Today we release the next video in our BioLogos Basics series. It is the second on the science of evolution. Last time we discussed small changes on relatively short time scales--what some people call “microevolution.” We’ve observed the development of new species in this way, but they are closely related species, like two different kinds of bird. This is not too difficult for most people to image. What is difficult is seeing how two very different kinds of organisms are related--like fish turning into land-dwelling creatures. This is sometimes called “macroevolution.” There is vigorous debate within the scientific community about the mechanisms for this, but there is no doubt that it takes lots of time. In this video we give a well-document transition that took about 10 million years. Thanks to Dr. Ryan Bebej from Calvin College, whose expertise is in this topic, for helpful feedback and resources.
Script: Jim Stump Video Production: Andrew DeSelm Narrator: Chris Stump
Next Steps for Exploring this Topic:
Evidence for Evolution. Two posts in this blog series give further details about whale evolution from the perspectives of DNA and comparative anatomy.
Understanding Evolution: Theory, Prediction, and Converging Lines of Evidence This blog series by Fellow Dennis Venema uses whale evolution as the example to explain evolution.
What is Evolution? Our common question entry on the topic, with many more resources.
Common Ancestry In this short video clip, Denis Alexander explains how he understands human common ancestry with other life forms as “very good”.
Does Science Disprove Faith? Video of a sermon by John Ortberg, which addresses science in general, but also evolution in particular.
Finally, consider several blog posts from 2012 by our former Senior Fellow of Arts and Humanities, Mark Sprinkle. These are artistic representations of whales, including a poem, a sculpture, and a song.
Script for “How Evolution Works - Part 2":
In the previous video we looked at microevolution—small changes in a population on relatively short timescales. Most critics of evolution accept this but are skeptical of macroevolution—the claim that small changes can add up to big changes over long stretches of time. While the particulars of the mechanisms for such change are not all fully understood, there is very little disagreement among biologists that we now have powerful models of macroevolutionary transitions. These models make testable predictions and are continuously being refined by new evidence.
Whales provide a clear example of macroevolution. They are superficially similar to fish, but are, in fact, mammals! Darwin himself wondered whether whales had evolved from mammals on land, but he had no real empirical evidence for such a claim. Now we have impressive evidence.
In 1978 a 49 million year old skull was discovered that belonged to a land-dwelling wolf-like creature whose inner ear structure was curiously similar to that of modern whales. This led to a search for transitional forms, and very quickly a series of fossils spanning about ten million years was found that showed clear signs of increasing adaptation to life in water. The spine and legs were modified to allow for more efficient modes of swimming; nostrils moved toward the top of the skull, later becoming a blow hole; and hind legs eventually shrank to where they could no longer support the animals on land.
Many more fossils fit into this picture of whale evolution—more than 1000 specimens have been discovered in the Valley of Whales in what is now Egyptian desert.
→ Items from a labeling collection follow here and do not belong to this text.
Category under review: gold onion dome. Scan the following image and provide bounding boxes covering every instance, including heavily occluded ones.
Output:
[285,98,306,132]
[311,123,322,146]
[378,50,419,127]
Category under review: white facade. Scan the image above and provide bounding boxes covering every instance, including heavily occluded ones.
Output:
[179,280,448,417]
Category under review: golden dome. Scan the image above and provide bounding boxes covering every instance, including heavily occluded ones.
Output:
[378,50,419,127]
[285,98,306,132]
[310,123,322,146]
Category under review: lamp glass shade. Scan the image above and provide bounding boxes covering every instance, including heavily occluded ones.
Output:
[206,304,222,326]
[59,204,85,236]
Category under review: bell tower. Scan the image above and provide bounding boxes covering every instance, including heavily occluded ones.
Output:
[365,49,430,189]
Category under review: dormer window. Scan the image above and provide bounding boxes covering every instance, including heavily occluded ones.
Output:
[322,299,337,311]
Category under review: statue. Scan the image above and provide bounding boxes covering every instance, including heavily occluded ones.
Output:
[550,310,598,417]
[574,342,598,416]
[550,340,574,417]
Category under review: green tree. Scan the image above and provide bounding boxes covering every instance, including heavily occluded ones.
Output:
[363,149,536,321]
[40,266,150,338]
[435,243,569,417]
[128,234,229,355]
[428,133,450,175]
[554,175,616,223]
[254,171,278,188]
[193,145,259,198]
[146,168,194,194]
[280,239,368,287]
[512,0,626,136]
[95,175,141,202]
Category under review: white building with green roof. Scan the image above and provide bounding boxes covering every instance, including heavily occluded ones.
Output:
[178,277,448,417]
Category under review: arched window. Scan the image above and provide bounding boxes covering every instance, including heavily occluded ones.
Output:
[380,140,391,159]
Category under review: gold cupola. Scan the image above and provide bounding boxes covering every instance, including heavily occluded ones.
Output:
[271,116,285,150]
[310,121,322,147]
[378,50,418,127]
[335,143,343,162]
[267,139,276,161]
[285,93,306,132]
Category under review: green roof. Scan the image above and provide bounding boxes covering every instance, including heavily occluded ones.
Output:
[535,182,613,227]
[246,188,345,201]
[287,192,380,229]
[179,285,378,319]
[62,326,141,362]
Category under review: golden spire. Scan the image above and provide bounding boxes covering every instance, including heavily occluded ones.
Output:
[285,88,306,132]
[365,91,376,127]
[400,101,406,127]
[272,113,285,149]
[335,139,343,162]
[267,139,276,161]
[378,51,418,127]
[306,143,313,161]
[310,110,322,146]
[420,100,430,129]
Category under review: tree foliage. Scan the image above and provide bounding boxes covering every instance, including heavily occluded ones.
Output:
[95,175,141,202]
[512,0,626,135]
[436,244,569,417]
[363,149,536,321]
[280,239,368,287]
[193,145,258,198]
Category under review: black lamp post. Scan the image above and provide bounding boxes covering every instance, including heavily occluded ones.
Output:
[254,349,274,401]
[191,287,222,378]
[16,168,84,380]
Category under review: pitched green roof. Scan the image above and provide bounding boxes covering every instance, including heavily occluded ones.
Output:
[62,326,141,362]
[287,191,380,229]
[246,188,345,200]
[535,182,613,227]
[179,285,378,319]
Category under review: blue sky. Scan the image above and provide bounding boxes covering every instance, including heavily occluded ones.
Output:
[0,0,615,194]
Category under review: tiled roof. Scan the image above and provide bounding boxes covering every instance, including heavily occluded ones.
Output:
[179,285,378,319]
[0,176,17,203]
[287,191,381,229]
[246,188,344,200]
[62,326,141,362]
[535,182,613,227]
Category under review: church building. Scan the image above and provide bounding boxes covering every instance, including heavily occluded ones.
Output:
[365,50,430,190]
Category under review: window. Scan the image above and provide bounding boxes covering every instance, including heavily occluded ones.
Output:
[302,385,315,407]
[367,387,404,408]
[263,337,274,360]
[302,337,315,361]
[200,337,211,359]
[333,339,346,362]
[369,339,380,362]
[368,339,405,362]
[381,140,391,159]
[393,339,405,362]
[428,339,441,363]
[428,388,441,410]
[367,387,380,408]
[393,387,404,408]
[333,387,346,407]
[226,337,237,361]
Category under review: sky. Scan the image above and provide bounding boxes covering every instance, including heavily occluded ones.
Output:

Remember these are not necessarily direct ancestors of whales today. That’s not how evolution works. More likely is that these represent related species that were evolving over millions of years. And taken together, they form an impressive picture of significant change in this lineage of mammals. This picture is not the result of wishful thinking or driven by unwarranted assumptions. It has emerged as the result of careful observation of evidence, which leads to the formation of hypotheses; these make predictions of future finds and are tested by observable evidence which is open to the scrutiny of others.
At BioLogos we see this interconnectedness of life as a testimony to God’s creativity. He worked through simple natural processes to fashion dinosaurs and daisies, weevils and warthogs, and human beings in his own image. He could have snapped his fingers to do this instantaneously, but both scripture and the natural world reveal that God delights in working through processes to accomplish his will. Evidence from the fossil record and also in the distribution and comparison of species supports the claim that he worked through evolution. And today we find even more persuasive evidence in genetics. We’ll consider that in our next video.